Two years in the making, Repticon Charlotte finally become a reality! In 2007, Repticon scrapped original plans to come to Charlotte, North Carolina. However, demand for that barely announced show was high, as was the need for a premium reptile & exotic animal show in the largest metro area of the Carolinas. An excellent new venue was found just north of Charlotte, and in February 2009 Repticon held a Valentine's Day weekend show! The show was a smashing success and very popular with the large local reptile community. The show returned that fall, and twice again in 2010 to great acclaim.
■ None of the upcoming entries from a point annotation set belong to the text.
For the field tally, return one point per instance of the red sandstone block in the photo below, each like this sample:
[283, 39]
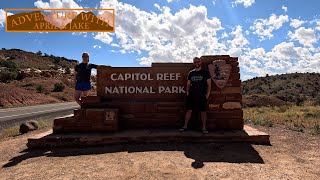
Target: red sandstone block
[111, 115]
[216, 98]
[91, 99]
[80, 114]
[95, 115]
[231, 90]
[235, 76]
[233, 59]
[225, 123]
[225, 114]
[64, 120]
[233, 83]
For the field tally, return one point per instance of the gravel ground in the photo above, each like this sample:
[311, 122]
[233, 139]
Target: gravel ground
[293, 155]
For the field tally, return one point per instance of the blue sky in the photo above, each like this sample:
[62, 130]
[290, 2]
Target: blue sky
[268, 36]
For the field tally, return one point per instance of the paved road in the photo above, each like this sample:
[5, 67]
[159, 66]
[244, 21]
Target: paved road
[10, 114]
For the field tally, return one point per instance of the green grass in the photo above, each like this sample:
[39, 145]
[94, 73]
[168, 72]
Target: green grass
[14, 131]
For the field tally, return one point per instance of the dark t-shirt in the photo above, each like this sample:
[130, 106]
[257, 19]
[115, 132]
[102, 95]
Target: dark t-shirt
[84, 71]
[198, 87]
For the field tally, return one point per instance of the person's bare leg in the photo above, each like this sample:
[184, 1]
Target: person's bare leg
[204, 120]
[76, 96]
[84, 94]
[187, 118]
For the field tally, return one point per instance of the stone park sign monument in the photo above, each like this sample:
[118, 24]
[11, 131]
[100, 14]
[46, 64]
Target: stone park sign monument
[154, 97]
[147, 104]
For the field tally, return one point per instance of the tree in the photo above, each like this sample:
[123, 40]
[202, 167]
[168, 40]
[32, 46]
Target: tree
[58, 87]
[39, 53]
[68, 71]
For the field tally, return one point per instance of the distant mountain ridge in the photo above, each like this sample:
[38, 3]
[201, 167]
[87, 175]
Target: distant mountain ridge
[295, 88]
[38, 60]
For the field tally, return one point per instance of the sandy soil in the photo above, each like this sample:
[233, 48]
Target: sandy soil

This show is now a new Repticon regular, so check back for further updates as Repticon Charlotte develops in 2011 with now 3 shows annually for Charlotte area herpers!


Featuring reptile and amphibian breeders and wholesalers, reptile pet products and supplies, educational seminars and exhibits, and fun-filled activities for the entire family!

Saturday: 10:00am-5:00pm (VIP Entry at 9:00 am)
Sunday: 10:00am-4:00pm 

Admission: Adults - $10.00, Children (5-12) - $5.00, 
Four and under FREE! 
Two Day VIP Ticket: Adults - $12.00, Children - $5.00


















\

More Info @Repticon Charlotte Main Page​


----------



## eazyezcape (Nov 29, 2010)

Anyone else going to be there? I was thinking about going to be a helping hand for a vendor and was wondering who else might be there. Unrelated, anyone going to see Kings of Leon Friday night in Charlotte?


----------



## Zoomie (Jul 3, 2011)

I may run out there for the day. I am un aware of any plans for this weekend. Will check with the big boss.

I need some supplies and goodies as well as always being on the hunt for just the right tank, piece of wood, plant, etc. Must stay away from frogs whispering sweet nothings in my ear.

Unsure if I will do Saturday or Sunday. Will post up tonight.


----------



## Zoomie (Jul 3, 2011)

Ok, The Big Boss and I will be in for the weekend. Eazy I sent you a PM so we can run you down and chat. 

If anyone else is going to be there, please send me a PM. We live in a one horse down and don't get to meet a lot of froggers so we'd love to meet everyone that we can.

PS

I'm calling dibs on any nice wood pieces for my upcoming Terribis tank. If it's a to-die-for piece, please leave it alone. It belongs to me!


----------